Samuel* 17 ans a été secouru le 26 juin 2022 par l’Ocean Viking lors de sa 2e tentative de traversée de la Méditerranée. Il avait d’abord été intercepté par les garde-côtes libyens puis emprisonné. Il raconte les violences subies dans les centres de détention en Libye.
En 2010, pendant la crise en Côte d’Ivoire, j’ai perdu mon père. Après son décès, je n’avais plus personne pour s’occuper de moi. Je ne suis jamais allé à l’école de ma vie. J’ai appris à parler français avec mes amis qui étaient éduqués. En grandissant, j’ai réalisé que je n’aurai pas d’avenir dans mon pays alors j’ai pris la route vers la Libye pour aller travailler. J’ai traversé le Mali puis l’Algérie en passant par le désert et je suis arrivé en Libye. J’y suis resté deux ans mais la vie était extrêmement dure et violente.

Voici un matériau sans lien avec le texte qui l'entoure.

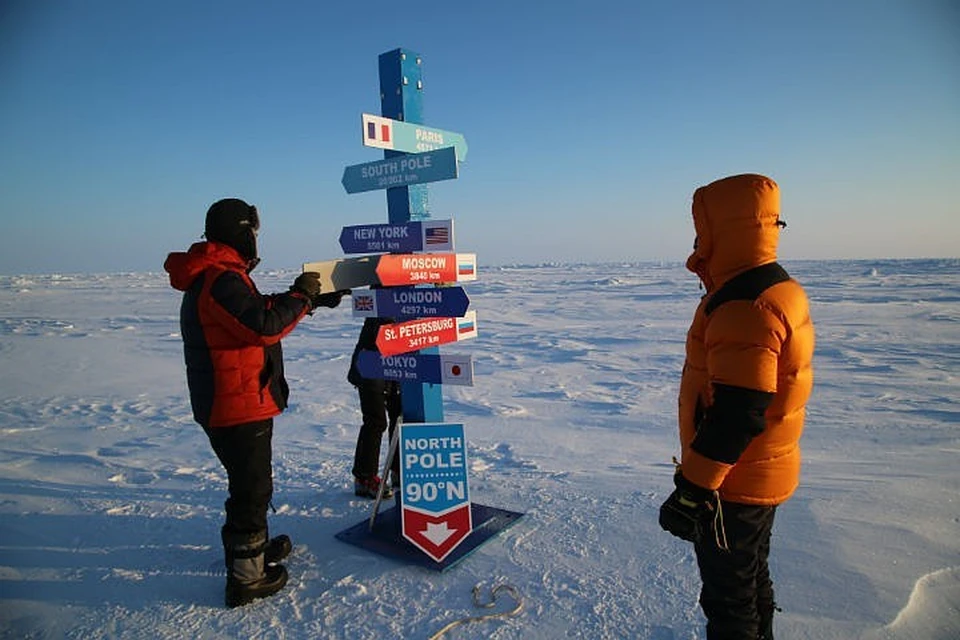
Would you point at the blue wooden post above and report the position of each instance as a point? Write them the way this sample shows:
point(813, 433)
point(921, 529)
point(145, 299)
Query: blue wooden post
point(401, 98)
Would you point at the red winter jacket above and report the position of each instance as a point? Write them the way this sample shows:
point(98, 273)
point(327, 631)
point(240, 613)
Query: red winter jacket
point(231, 336)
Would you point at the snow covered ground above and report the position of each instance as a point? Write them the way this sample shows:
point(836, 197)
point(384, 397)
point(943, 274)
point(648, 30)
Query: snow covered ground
point(111, 501)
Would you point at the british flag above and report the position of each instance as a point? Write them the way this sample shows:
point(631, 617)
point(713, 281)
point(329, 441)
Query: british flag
point(362, 302)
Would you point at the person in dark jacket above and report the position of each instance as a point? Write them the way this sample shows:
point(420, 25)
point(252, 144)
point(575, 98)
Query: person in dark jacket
point(231, 345)
point(746, 380)
point(380, 406)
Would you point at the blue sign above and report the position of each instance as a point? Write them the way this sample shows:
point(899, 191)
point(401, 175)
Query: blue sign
point(420, 367)
point(401, 171)
point(424, 235)
point(433, 467)
point(404, 303)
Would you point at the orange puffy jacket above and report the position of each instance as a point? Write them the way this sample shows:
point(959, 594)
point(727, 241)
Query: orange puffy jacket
point(748, 371)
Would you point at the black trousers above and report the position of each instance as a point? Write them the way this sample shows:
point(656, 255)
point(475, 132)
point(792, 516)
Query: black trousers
point(737, 592)
point(245, 451)
point(380, 405)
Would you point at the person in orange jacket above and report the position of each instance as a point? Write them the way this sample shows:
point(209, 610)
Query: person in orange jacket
point(231, 346)
point(746, 379)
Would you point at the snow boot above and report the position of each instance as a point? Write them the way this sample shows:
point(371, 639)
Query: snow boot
point(277, 549)
point(248, 576)
point(368, 488)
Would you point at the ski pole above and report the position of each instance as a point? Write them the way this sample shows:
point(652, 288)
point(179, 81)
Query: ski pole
point(391, 450)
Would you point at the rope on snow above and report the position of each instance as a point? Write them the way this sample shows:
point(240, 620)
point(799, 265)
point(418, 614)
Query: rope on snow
point(514, 593)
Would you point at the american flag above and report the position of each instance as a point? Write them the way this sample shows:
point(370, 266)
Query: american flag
point(437, 235)
point(363, 303)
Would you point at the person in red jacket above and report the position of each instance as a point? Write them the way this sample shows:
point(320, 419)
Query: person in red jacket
point(746, 379)
point(231, 346)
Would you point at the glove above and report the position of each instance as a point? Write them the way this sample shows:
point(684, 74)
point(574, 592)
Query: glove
point(689, 510)
point(308, 284)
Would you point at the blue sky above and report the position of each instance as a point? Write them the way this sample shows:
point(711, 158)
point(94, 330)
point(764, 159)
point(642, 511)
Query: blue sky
point(589, 124)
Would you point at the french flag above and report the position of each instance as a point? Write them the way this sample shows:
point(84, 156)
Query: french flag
point(380, 134)
point(377, 131)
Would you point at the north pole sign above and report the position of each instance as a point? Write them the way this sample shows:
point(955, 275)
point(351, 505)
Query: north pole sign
point(435, 501)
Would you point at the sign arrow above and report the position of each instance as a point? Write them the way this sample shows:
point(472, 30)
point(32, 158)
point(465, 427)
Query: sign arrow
point(384, 133)
point(426, 268)
point(404, 303)
point(429, 235)
point(437, 533)
point(413, 335)
point(421, 367)
point(401, 171)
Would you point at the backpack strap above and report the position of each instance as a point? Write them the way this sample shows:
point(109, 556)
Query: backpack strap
point(747, 285)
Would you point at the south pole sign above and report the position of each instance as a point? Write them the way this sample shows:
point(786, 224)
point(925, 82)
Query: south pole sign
point(435, 501)
point(402, 171)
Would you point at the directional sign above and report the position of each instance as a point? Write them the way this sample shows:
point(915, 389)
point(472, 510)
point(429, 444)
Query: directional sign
point(424, 235)
point(404, 337)
point(435, 502)
point(407, 302)
point(426, 268)
point(401, 171)
point(384, 133)
point(422, 368)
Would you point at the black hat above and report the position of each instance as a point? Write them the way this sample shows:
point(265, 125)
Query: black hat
point(235, 223)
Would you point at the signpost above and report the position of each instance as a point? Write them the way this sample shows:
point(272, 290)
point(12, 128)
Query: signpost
point(424, 368)
point(409, 302)
point(435, 501)
point(404, 337)
point(424, 235)
point(385, 133)
point(434, 523)
point(413, 168)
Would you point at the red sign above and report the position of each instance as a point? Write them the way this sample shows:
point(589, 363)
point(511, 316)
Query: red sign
point(404, 337)
point(426, 268)
point(437, 535)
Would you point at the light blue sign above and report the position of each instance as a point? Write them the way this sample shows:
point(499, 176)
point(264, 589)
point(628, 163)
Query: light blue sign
point(401, 171)
point(433, 467)
point(385, 133)
point(416, 367)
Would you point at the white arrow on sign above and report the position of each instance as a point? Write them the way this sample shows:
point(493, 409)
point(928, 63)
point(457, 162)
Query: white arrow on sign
point(438, 533)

C’est pour cela que j’ai décidé de traverser la Méditerranée, pour venir gagner ma liberté parce qu’en Libye il n’y a pas de liberté.
La première fois que j’ai traversé la mer, des personnes avec qui je voyageais sont mortes. Les conditions étaient horribles. Les vagues étaient énormes. L’eau était froide. Notre embarcation a fini par être intercepté par les gardes côtes libyens. J’ai été envoyé en prison et au bout de quelques semaines, j’ai été transféré dans une autre.
Mes cicatrices au bras et à la tête sont arrivées quand j’ai essayé de m’enfuir pendant le transfert entre les prisons. Les gardes m’ont rattrapé et m’ont frappé. Il y avait quatre gardes libyens qui nous ont fait rentrer dans une maison. Il y en a un qui avait un couteau, d’autres avaient des armes. Ils nous ont tabassé jusqu’à nous coucher par terre. On était gravement malade. J’ai perdu beaucoup de sang ce jour-là. Mes cicatrices me font encore mal, au niveau des nerfs. Parfois je m’arrête devant le miroir pour me regarder, j’ai les larmes aux yeux. Je n’ai rien fait pour mériter ce genre de vie, mais en Libye il n’y a pas de loi, tout le monde a des armes.
Pour monter à bord du bateau en Libye, on a d’abord marché pendant 4 kilomètres avant d’atteindre la mer. Il y avait des femmes enceintes, des malades. Après plusieurs heures, quand j’ai vu l’Ocean Viking, je n’ai pas dit un seul mot tellement j’étais heureux. J’ai compris que je retrouvais ma liberté. Que j’étais en sécurité.
*Le nom a été changé pour protéger l’identité du rescapé.
Entretien recueilli par Lucille Guenier à bord de l’Ocean Viking, en juillet 2022.